Samedi soir, François Hollande a réaffirmé le double objectif de cette intervention militaire officiellement lancée jeudi avec le feu vert du Conseil de sécurité de l’ONU en appui de la force panafricaine Misca: «désarmer toutes les milices et groupes armés qui terrorisent les populations», afin de «retrouver la stabilité, et permettre le moment venu des élections libres et pluralistes.» Un pari ardu.

Un risque de bourbier limité

Côté militaire, trois priorités s’imposent: sécuriser la capitale où de nouveaux massacres inter-religieux ont fait 400 morts depuis jeudi. Dès dimanche les soldats français patrouillaient ainsi «dans l'ensemble» de Bangui pour neutraliser les hommes en armes. Ensuite reprendre le contrôle des axes routiers qui partent vers le Tchad au nord et le Cameroun à l'ouest pour faciliter notamment le transit de l’aide humanitaire.

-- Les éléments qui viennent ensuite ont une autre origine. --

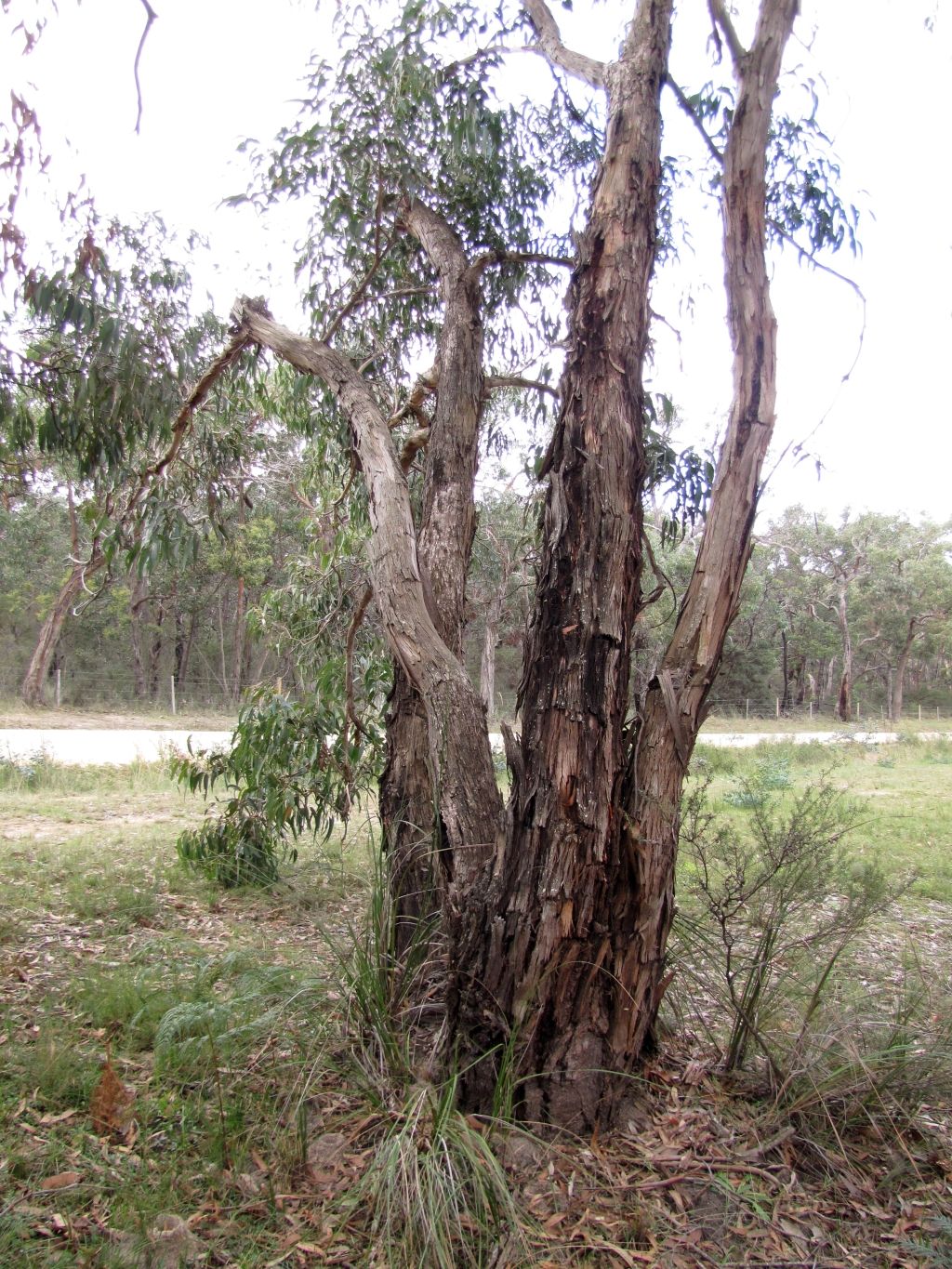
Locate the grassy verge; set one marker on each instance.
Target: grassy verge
(16, 713)
(261, 1136)
(904, 788)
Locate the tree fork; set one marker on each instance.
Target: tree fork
(676, 702)
(457, 740)
(532, 959)
(444, 542)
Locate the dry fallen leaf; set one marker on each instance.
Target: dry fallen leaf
(58, 1118)
(60, 1182)
(111, 1103)
(326, 1149)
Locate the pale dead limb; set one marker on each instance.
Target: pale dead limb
(514, 381)
(551, 47)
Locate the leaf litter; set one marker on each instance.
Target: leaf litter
(694, 1171)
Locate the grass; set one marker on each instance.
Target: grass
(226, 1015)
(906, 789)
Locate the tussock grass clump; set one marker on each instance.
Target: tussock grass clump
(437, 1193)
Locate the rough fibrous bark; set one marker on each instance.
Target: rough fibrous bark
(457, 741)
(444, 541)
(38, 668)
(537, 955)
(676, 702)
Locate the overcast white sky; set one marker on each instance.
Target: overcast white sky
(215, 73)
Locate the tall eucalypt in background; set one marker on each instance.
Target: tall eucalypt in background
(430, 244)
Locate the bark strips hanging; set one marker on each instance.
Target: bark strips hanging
(537, 952)
(676, 701)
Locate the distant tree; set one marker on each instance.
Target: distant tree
(906, 595)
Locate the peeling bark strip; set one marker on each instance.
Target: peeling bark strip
(537, 957)
(457, 737)
(38, 668)
(676, 702)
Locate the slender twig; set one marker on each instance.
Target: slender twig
(350, 709)
(355, 299)
(514, 381)
(721, 18)
(489, 258)
(150, 18)
(195, 397)
(694, 115)
(551, 47)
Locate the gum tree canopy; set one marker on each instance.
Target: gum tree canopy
(435, 244)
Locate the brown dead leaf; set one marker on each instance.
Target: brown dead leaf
(111, 1103)
(60, 1182)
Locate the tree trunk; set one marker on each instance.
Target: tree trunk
(458, 751)
(32, 689)
(531, 960)
(487, 665)
(844, 701)
(139, 612)
(785, 702)
(181, 668)
(444, 542)
(155, 651)
(897, 683)
(676, 701)
(238, 663)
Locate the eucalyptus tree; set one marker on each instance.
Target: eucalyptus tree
(906, 594)
(99, 381)
(430, 247)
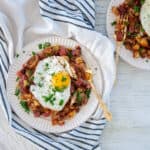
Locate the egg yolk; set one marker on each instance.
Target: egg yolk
(61, 80)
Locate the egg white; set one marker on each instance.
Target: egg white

Enfin désarmer les différents groupes armés qui sèment la terreur dans le pays: membres des Séléka, d’une part, ces groupe hétéroclites de rebelles locaux et de mercenaires tchadiens et soudanais, majoritairement musulmans, qui ont renversé en mars le président François Bozizé. Et milices chrétiennes «anti-balaka» d’autre part, ces groupuscules armés de fusils et de machettes apparus depuis septembre dans le nord-ouest du pays pour se venger sur les civils musulmans, éleveurs peuls et commerçants. Des combattants éclatés sur un territoire grand comme la France et la Belgique réunies et pour certains lourdement armés.

«Des affrontements militaires avec les groupes les mieux équipés me semblent inévitables. Pour les autres, les troupes françaises ne pourront bien sûr pas aller dans chaque village. Elles devront se concentrer sur Bangui et quelques villes secondaires avec l’appui de la Misca mais aussi des autorités religieuses qui peuvent jouer un rôle important dans le cadre d’une force d’interposition. Une fois les routes sécurisées, ce sera alors plus difficile pour ces bandits de se déplacer sur le territoire et ils vont sans doute se fondre dans le paysage», estime Philippe Hugon, directeur de recherche en charge de l’Afrique à l’Institut des relations internationales et stratégiques (IRIS). «Eviter la guerre civile sera possible sans risque de bourbier pour le France», conclut-il.

«Plusieurs années» nécessaires pour sortir du chaos

Assurer les conditions d’une transition politique sereine pourrait en revanche prendre bien plus longtemps. Depuis son arrivée au pouvoir en mars, l’actuel président centrafricain Michel Djotodia s’est révélé incapable de diriger le pays et de rétablir l’ordre. L’économie est exsangue, l’Etat inexistant. Un chaos que l’Elysée ne peut minimiser.

Dès samedi, François Hollande a indiqué que les soldats français demeureraient en RCA «autant que nécessaire pour cette mission», et jusqu'à la tenue d'élections alors que Paris n'évoquait jusqu'à présent qu'une intervention limitée à six mois environ. Le chef de l’Etat a aussi laissé entendre qu'il serait difficile de maintenir Michel Djotodia «qui a laissé faire», et que les prochaines élections présidentielles prévues en 2015 pourraient ainsi être anticipées.

«Pour reconstruire un Etat, une vraie armée, des infrastructures, il faudra plusieurs années», prévient toutefois Philippe Hugon. «Le vrai risque c’est qu’une fois les élections organisées, après le départ des troupes françaises, africaines et onusiennes, le chaos revienne en RCA si les conditions d’une reconstruction ne sont pas en place ».